ANCs appear not to be included in the first distribution of funds to tribal governments, but the Treasury Department has made clear that it intends to retain money that it believes the ANCs qualify for — which could be a significant share of the second distribution, given the large numbers of employees many ANCs have, particularly the Alaska Native Regional Corporations, experts say.
But before federally recognized tribes and ANCs alike can even grapple with that issue, Treasury has to complete that calculation, and it hasn't given a concrete timetable to do so.
With the department already having exceeded the April 26 deadline in the relief act to distribute all of the $8 billion, "they seem prepared to hold back [the second batch of] funds as long as possible," Newland said.
If the delay for the second distribution drags on, the question becomes whether the courts will light a fire under Treasury to move the process forward, attorneys say.
The Agua Caliente Band of Cahuilla Indians in California, the Ak-Chin Indian Community in Arizona and other tribes have asked the same D.C. federal judge presiding over the ANC-related suit, U.S. District Judge Amit P. Mehta, for a writ of mandamus to force Treasury Secretary Steven Mnuchin to immediately disperse the full $8 billion in coronavirus relief funding promised to tribes.

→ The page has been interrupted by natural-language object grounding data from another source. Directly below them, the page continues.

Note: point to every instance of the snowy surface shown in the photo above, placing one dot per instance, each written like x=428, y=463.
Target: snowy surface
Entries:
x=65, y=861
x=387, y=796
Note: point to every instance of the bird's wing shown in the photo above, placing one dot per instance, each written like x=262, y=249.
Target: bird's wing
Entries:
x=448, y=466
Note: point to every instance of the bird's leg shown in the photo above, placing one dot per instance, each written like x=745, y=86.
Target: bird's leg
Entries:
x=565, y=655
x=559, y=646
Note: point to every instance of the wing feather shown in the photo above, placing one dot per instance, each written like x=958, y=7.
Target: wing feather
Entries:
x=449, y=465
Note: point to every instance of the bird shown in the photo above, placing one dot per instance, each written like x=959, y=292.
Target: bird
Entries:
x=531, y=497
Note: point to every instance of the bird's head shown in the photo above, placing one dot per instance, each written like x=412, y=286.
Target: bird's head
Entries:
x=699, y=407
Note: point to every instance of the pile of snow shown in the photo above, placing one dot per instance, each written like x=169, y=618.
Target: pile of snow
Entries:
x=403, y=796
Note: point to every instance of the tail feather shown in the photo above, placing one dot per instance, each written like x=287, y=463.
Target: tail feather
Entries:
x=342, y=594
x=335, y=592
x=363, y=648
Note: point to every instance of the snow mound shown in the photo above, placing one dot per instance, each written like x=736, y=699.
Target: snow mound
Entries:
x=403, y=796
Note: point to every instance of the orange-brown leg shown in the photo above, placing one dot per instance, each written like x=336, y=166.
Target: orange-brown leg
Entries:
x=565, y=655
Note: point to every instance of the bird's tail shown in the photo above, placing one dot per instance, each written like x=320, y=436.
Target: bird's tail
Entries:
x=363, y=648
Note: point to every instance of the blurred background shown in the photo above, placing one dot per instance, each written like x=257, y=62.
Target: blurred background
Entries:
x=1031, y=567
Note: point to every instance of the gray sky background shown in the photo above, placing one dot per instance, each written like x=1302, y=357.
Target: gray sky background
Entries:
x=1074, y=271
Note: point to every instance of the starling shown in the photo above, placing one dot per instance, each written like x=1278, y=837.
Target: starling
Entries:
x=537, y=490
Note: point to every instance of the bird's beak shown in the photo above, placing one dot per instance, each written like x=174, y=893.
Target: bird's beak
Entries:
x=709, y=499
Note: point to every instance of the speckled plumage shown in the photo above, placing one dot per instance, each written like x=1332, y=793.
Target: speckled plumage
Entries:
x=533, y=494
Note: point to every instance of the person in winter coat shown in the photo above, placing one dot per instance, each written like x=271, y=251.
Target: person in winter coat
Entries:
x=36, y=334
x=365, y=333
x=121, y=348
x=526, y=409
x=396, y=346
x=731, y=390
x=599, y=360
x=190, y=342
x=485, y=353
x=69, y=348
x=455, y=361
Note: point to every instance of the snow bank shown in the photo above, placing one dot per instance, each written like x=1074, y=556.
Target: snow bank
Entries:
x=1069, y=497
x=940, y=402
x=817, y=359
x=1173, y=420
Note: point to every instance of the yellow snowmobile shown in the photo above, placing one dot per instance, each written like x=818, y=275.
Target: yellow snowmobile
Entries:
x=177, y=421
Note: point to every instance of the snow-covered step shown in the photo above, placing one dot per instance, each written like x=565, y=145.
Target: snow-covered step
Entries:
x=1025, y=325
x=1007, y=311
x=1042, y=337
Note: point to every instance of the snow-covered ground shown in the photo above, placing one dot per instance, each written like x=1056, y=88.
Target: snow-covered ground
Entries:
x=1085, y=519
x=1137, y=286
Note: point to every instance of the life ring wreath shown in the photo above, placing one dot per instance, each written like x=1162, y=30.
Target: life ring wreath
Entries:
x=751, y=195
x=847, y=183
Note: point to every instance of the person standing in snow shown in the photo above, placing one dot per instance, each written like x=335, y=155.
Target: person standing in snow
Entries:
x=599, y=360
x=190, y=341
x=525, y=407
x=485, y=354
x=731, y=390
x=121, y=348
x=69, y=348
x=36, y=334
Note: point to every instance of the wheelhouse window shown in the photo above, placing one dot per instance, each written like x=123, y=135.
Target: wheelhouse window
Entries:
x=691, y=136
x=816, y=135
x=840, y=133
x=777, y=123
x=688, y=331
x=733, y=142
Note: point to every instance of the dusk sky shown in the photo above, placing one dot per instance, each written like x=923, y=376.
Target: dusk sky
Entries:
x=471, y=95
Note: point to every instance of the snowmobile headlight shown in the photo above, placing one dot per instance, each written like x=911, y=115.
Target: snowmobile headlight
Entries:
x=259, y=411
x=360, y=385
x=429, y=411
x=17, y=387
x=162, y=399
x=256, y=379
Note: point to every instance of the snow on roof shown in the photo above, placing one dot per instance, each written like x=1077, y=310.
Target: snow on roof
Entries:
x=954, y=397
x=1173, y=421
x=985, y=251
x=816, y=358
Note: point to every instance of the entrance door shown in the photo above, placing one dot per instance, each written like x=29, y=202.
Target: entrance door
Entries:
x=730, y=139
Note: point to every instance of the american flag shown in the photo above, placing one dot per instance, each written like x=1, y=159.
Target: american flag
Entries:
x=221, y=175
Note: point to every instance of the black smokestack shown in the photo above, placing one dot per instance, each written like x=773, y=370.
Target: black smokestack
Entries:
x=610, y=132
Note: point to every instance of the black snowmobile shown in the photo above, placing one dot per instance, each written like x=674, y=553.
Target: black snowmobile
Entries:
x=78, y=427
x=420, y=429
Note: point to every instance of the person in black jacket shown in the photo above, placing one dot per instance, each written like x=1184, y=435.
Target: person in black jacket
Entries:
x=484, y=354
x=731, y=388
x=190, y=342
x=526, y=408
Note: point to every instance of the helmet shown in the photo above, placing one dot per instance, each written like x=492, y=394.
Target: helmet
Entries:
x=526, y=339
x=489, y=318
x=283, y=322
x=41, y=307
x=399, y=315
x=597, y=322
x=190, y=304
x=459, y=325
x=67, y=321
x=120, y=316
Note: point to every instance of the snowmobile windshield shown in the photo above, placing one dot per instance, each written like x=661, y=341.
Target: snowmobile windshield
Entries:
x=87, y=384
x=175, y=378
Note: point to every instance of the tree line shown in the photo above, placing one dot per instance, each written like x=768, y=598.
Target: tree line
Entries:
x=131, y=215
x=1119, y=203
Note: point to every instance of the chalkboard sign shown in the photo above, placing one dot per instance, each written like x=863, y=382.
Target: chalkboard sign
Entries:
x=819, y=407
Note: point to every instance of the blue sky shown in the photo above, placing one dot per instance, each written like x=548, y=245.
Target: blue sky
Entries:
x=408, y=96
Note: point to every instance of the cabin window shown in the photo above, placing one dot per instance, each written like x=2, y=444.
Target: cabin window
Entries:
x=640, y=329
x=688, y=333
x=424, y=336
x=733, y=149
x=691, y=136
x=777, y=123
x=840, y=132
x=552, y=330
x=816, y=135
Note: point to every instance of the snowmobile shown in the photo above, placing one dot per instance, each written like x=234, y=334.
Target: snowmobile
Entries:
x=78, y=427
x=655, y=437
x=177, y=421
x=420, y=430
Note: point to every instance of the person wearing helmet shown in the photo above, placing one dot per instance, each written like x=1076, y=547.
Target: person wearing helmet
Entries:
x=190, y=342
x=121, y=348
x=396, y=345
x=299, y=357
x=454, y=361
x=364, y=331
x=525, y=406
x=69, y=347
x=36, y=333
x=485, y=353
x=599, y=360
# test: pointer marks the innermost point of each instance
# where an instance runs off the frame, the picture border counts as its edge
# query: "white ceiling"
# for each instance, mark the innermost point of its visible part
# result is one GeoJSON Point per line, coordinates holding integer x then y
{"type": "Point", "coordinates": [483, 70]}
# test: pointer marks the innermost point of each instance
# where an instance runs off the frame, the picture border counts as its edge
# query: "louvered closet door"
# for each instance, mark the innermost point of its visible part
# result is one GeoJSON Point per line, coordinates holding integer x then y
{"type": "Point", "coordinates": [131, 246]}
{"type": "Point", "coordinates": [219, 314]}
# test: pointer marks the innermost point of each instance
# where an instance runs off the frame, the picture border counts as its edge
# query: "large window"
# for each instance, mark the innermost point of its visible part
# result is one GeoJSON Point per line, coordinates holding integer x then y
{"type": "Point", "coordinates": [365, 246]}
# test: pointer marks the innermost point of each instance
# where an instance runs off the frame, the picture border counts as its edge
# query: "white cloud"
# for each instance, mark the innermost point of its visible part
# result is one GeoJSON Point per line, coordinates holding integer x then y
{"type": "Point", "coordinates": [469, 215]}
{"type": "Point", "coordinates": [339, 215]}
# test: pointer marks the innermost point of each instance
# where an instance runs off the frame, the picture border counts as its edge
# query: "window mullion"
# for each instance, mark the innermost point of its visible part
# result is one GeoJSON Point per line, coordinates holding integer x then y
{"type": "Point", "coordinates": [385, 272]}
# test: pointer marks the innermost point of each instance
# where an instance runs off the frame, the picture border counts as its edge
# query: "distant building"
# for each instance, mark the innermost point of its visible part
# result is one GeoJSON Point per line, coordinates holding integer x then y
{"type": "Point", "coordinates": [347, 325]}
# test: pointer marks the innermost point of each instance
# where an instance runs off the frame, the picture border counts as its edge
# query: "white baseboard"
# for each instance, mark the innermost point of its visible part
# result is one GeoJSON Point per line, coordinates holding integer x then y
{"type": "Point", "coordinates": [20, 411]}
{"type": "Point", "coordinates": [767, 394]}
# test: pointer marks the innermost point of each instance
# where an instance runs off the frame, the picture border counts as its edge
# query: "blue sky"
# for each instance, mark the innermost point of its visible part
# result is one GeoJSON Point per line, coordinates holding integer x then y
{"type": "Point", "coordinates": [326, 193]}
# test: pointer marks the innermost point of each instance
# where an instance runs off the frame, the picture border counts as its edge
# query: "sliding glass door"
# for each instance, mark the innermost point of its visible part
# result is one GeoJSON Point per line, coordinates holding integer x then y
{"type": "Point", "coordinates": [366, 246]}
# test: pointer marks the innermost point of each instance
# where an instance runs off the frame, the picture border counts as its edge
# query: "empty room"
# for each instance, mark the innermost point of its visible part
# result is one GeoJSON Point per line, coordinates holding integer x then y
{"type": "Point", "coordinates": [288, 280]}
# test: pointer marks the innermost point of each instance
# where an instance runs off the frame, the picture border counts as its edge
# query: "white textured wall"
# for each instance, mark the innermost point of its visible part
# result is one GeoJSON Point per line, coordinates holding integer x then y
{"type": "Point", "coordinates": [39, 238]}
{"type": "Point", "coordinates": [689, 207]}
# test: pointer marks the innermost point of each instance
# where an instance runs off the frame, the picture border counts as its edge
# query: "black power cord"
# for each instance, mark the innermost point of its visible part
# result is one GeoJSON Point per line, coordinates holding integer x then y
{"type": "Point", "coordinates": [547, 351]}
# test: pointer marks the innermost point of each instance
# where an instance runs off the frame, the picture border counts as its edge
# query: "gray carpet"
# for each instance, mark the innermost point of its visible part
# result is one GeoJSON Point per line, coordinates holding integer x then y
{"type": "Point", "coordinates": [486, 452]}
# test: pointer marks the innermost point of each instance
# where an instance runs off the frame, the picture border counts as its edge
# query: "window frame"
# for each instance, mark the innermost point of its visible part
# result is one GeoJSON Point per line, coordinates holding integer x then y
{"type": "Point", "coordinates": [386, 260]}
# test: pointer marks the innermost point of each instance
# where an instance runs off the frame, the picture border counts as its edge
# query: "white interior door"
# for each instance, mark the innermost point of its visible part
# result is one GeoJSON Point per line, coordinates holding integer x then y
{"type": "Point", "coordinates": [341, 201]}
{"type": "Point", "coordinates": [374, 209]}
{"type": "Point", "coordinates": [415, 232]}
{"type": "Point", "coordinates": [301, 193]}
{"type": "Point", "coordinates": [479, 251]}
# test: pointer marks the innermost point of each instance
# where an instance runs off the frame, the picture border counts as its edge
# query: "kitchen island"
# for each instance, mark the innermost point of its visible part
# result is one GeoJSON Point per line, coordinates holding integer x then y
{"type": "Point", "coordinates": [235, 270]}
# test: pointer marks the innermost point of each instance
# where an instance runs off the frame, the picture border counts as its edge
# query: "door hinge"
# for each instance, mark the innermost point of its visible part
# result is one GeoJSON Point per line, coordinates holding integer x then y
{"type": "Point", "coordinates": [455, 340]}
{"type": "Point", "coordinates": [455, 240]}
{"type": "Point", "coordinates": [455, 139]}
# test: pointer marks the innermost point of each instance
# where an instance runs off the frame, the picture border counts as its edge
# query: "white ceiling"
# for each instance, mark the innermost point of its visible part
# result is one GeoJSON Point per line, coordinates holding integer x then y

While the department recently countered that the tribes hadn't shown the delay was so egregious that mandamus was warranted, that stance could become harder to defend, experts say.
Federal agencies generally have a good deal of discretion in their decision-making, and Treasury pointed to the emergency nature of the relief bill to back its authority to decide the right way to distribute the funds, according to Holland & Knight LLP partner James T. Meggesto.
But now Judge Mehta "is going to have to balance the department's stated goal of being accurate with the need and the urgency implicit in the statute," said Meggesto, a member of the Onondaga Nation of New York.
The department "will be on very precarious grounds if they delay much further," Tompkins said. "Mandamus is a really rare form of relief, but given the scale of this pandemic and its impact on the economy and on the health and welfare of tribal citizens, I do think that those circumstances could give rise to a court saying you need to distribute these funds sooner rather than later."